There is no clear consensus for the ratio of blood products to be administered during massive transfusion. The goal of administering a proper ratio of blood products is to prevent dilutional coagulopathy and to compensate for blood component consumption. A patient can lose up to 70% of their coagulation factors before developing a clinical bleeding diathesis, so the goal is the ensure the levels of coagulation factors remain above 30% of normal. A coagulation factor level of 30% correlates to a PT (prothrombin time) and aPTT of 1.5 times normal. Similarly, clinically significant coagulopathy occurs when fibrinogen levels fall below 100 mg/dL or platelets fall below 80 x 109/L.4
The transfusion ratios used during the primary procedure described in this case were RBC:FFP:Platelets of 1:0.84:0.62 (or FFP:RBC of 1:1.2, and Platelets:RBC of 1:1.6). Numerous retrospective studies have demonstrated improved outcomes with increased platelet-to-RBC ratio and increased FFP-to-RBC ratio. Perhaps the most compelling data is from a multicenter retrospective study by Holcomb et al. which showed a significant association between increased FFP-to-RBC ratios (>1:2) and increased platelet-to-RBC ratios (>1:2) with increased survival at 24 hours and 30 days from admission.6 Massive transfusion protocols are associated with decreased pneumonia, respiratory failure, sepsis, multi-organ failure and abdominal compartment syndrome.7 Likewise, a review by Ketchum et al. found a reduction in coagulopathy from massive transfusion if FFP and platelets were administered early in resuscitation.8 These retrospective studies are hindered by survival bias. Currently, prospective studies on the effect of massive transfusion ratios are lacking and are necessary to guide future massive transfusion recommendations.
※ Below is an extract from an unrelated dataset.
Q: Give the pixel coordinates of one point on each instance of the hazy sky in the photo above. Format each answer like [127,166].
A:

Regardless of the precise ratio used during massive transfusion, the clinician must be aware of potential coagulopathy and monitor for this consequence of massive transfusion. Several groups recommend following basic coagulation studies including PT, aPTT, Fibrinogen and platelet levels throughout massive transfusion. In order to follow a patient’s more global coagulation function, one could follow serial ThromboelastogramsTM (TEG).4,9 PT, aPTT, Fibrinogen, platelets and TEGTM can be used to guide necessary blood product replacement.4,5,6
Blood component ratios are useful during massive transfusion because during a massive resuscitation by the time the laboratory values are available for assessment the patient has often lost and received a large amount of blood and blood products. In this scenario, the laboratory values may not reflect the patient’s current coagulation status.
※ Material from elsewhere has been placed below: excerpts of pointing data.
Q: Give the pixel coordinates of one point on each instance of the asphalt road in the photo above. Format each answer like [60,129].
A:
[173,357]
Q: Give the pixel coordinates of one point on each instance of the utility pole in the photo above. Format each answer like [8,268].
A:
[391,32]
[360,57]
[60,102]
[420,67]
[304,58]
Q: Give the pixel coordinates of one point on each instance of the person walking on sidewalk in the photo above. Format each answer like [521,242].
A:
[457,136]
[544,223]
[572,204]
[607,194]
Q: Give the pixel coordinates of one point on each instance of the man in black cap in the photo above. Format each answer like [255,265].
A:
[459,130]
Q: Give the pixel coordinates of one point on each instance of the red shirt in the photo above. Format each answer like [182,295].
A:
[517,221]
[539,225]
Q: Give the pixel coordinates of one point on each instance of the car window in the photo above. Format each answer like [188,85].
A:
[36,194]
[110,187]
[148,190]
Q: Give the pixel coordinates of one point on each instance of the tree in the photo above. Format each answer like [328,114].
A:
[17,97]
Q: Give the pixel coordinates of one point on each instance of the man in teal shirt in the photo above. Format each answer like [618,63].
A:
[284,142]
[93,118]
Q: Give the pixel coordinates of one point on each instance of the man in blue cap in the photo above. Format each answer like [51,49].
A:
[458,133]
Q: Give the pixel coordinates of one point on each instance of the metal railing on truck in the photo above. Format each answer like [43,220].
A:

A final point is effective multi-specialty communication and coordination of care was essential for success in this case. Four primary services were involved in the operating suite including Anesthesiology, Orthopedic Surgery, Vascular Surgery and General Surgery. At times, when the patient was hypovolemic, the surgical services would pause and hold pressure on the bleeding surfaces and underlying vascular structures in order to allow time for resuscitation. At the conclusion of the case, there was a concerted diagnosis and very rapid treatment of the patient’s abdominal compartment syndrome. Without open communication and collaboration both before and during this case, the outcome may not have been so positive.